Tradition Tradition: Heilen durch Hungern
Darmstadt/dpa. - Die jahrhundertealte Tradition des Fastens hat er medizinisch geadelt: Otto Buchinger. Der Arzt, der am 16. Februar vor 125 Jahren in Darmstadt geboren wurde, kurierte sich selbst mit einer Fastenkur von einem lebensbedrohenden Gelenk-Rheumatismus. Von diesem Erfolg angetrieben, entwickelte er nach dem ersten Weltkrieg die Theorie des Heilfastens. Sein Lehrbuch «Das Heilfasten und seine Hilfsmethoden» wird heute in der 23. Auflage verkauft, und seine Nachkommen behandeln in zwei Kliniken in Bad Pyrmont im Weser- Bergland und in Überlingen am Bodensee Patienten nach dieser Methode.
Otto Buchinger diente nach seinem Medizinstudium als Arzt bei der kaiserlichen Marine.

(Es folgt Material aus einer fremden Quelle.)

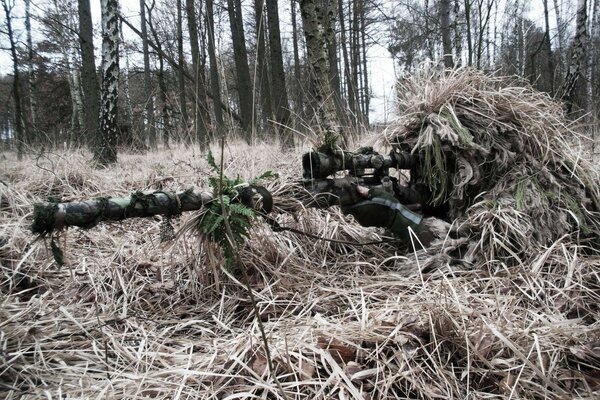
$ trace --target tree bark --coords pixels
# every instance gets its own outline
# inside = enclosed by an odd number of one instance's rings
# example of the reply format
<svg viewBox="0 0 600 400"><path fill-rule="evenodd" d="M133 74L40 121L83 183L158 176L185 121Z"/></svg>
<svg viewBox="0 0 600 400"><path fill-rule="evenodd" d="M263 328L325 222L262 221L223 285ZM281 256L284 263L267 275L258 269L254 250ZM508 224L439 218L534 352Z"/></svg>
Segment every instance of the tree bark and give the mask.
<svg viewBox="0 0 600 400"><path fill-rule="evenodd" d="M444 66L446 68L453 68L452 41L450 40L450 0L440 0L440 26L442 30Z"/></svg>
<svg viewBox="0 0 600 400"><path fill-rule="evenodd" d="M269 65L267 62L267 21L264 12L265 0L254 0L254 25L256 39L256 86L258 98L262 107L263 127L270 125L273 119L273 101L271 98L271 83ZM269 127L270 128L270 127Z"/></svg>
<svg viewBox="0 0 600 400"><path fill-rule="evenodd" d="M183 57L183 16L181 10L181 0L177 0L177 83L179 85L179 110L181 113L181 122L184 126L184 132L187 137L189 126L189 117L187 112L187 96L185 95L185 58Z"/></svg>
<svg viewBox="0 0 600 400"><path fill-rule="evenodd" d="M150 72L150 52L148 49L148 29L146 21L146 1L140 0L140 30L142 32L142 52L144 54L144 101L146 120L143 121L144 139L151 149L156 149L156 124L154 121L154 94Z"/></svg>
<svg viewBox="0 0 600 400"><path fill-rule="evenodd" d="M127 25L127 27L129 29L131 29L133 31L133 33L135 33L138 36L141 36L142 33L139 31L139 29L137 29L135 26L131 25L129 23L129 21L127 21L124 18L122 18L121 20L123 21L123 23L125 25ZM148 45L150 47L152 47L157 53L160 53L163 56L163 58L165 59L165 61L167 61L173 67L173 69L179 70L179 68L181 67L181 64L178 63L175 59L173 59L173 57L169 56L167 53L162 51L161 48L157 44L155 44L152 41L148 41ZM191 83L194 83L194 77L189 72L187 72L187 70L185 68L183 68L183 77L186 78ZM205 90L203 94L210 97L214 101L215 96L213 96L213 94L211 92L209 92L208 90ZM220 103L220 105L221 105L221 108L223 109L223 111L225 111L227 114L229 114L231 116L231 118L240 122L240 124L241 124L242 118L235 111L233 111L228 105L223 104L222 102Z"/></svg>
<svg viewBox="0 0 600 400"><path fill-rule="evenodd" d="M323 26L323 11L318 0L301 0L300 10L304 37L306 39L307 61L310 68L313 96L316 103L315 116L318 127L328 135L334 133L335 105L332 101L329 84L329 57Z"/></svg>
<svg viewBox="0 0 600 400"><path fill-rule="evenodd" d="M462 65L462 49L463 49L463 38L462 29L458 23L460 19L460 2L461 0L454 0L454 21L452 22L452 28L454 29L454 47L456 50L456 58L454 59L456 66Z"/></svg>
<svg viewBox="0 0 600 400"><path fill-rule="evenodd" d="M161 103L161 121L162 121L162 142L166 149L169 148L169 139L171 136L171 107L169 105L169 101L167 99L167 82L165 80L165 60L164 60L164 51L162 50L162 45L160 44L160 38L158 37L158 32L154 28L154 23L152 19L152 10L148 8L148 27L150 28L150 32L152 33L152 38L156 43L159 51L157 51L158 55L158 72L156 77L158 79L158 90L160 96Z"/></svg>
<svg viewBox="0 0 600 400"><path fill-rule="evenodd" d="M350 58L348 57L348 46L346 46L346 24L344 19L344 2L338 1L338 19L340 21L340 46L342 47L342 58L344 59L344 80L346 82L346 93L348 95L348 108L352 115L356 116L356 86L352 77L350 68ZM356 124L356 119L352 118L352 124Z"/></svg>
<svg viewBox="0 0 600 400"><path fill-rule="evenodd" d="M546 66L548 68L548 85L550 96L554 97L554 54L552 53L552 41L550 40L550 18L548 16L548 0L543 0L544 3L544 40L546 41Z"/></svg>
<svg viewBox="0 0 600 400"><path fill-rule="evenodd" d="M362 82L363 82L363 115L365 127L369 126L369 108L371 103L371 94L369 88L369 71L367 68L367 26L366 26L365 2L361 0L360 7L360 33L362 49Z"/></svg>
<svg viewBox="0 0 600 400"><path fill-rule="evenodd" d="M123 29L120 30L121 41L123 42ZM131 100L131 91L129 90L129 52L127 48L123 48L125 56L125 74L123 75L123 94L125 94L125 123L127 125L127 134L121 135L121 142L130 147L143 148L142 140L139 137L138 129L133 129L133 102ZM123 125L123 124L122 124Z"/></svg>
<svg viewBox="0 0 600 400"><path fill-rule="evenodd" d="M64 75L67 77L69 94L71 95L71 125L69 127L67 141L70 142L69 145L72 145L77 142L77 127L79 126L80 129L83 129L83 125L79 124L79 112L83 110L83 107L79 104L82 101L82 99L79 98L80 85L79 79L78 77L75 77L74 72L78 66L75 57L71 57L71 54L74 51L72 43L75 39L72 32L75 30L71 30L72 18L69 13L72 8L69 7L69 1L54 0L53 5L57 18L60 18L61 20L61 22L55 24L55 29L58 36L58 46L62 53ZM71 63L71 58L73 58L73 63Z"/></svg>
<svg viewBox="0 0 600 400"><path fill-rule="evenodd" d="M188 32L190 33L190 47L192 49L192 76L195 82L195 107L194 107L194 126L196 140L200 150L205 150L208 146L207 130L210 126L210 115L206 104L204 68L200 63L200 42L198 37L198 19L196 18L196 7L194 0L185 0L185 8L188 21Z"/></svg>
<svg viewBox="0 0 600 400"><path fill-rule="evenodd" d="M313 94L316 103L315 114L319 128L324 132L324 144L330 144L336 135L335 105L329 85L329 57L323 26L323 10L317 5L318 0L301 0L300 10L306 38L307 61L313 81Z"/></svg>
<svg viewBox="0 0 600 400"><path fill-rule="evenodd" d="M117 162L119 100L119 2L101 0L102 8L102 90L100 132L94 146L99 165Z"/></svg>
<svg viewBox="0 0 600 400"><path fill-rule="evenodd" d="M467 65L473 66L473 36L471 32L471 0L465 2L465 23L467 24Z"/></svg>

Dort entwickelte er sich jedoch zum Pazifisten und gehörte zu den engsten Freunden des ermordeten Revolutionärs Hans Paasche. Nach dem ersten Weltkrieg wandte er sich, nicht zuletzt wegen seiner Krankheit, der ganzheitlichen Medizin zu. Er bekannte sich zur Homöopathie, obwohl diese damals noch mit dem Vorurteil der Kurpfuscherei zu kämpfen hatte. Er selbst unterzog sich regelmäßig Fastenkuren und erreichte so das hohe Alter von 88 Jahren. Buchinger starb am 16. April 1966 in Überlingen.
Bei der Erstellung seines Fastenplanes griff er auf Erfahrungen antiker und mittelalterlicher Ärzte zurück wie Hippokrates, Paracelsus und Galen. Außerdem orientierte er sich an Fastentraditionen, die in allen Weltreligionen als Weg zur Gotteserfahrung gepflegt werden. Nach seiner Lehre erzielt das Fasten seine heilende Wirkung nur durch ergänzende seelische Behandlung, etwa innere Einkehr und Gebet.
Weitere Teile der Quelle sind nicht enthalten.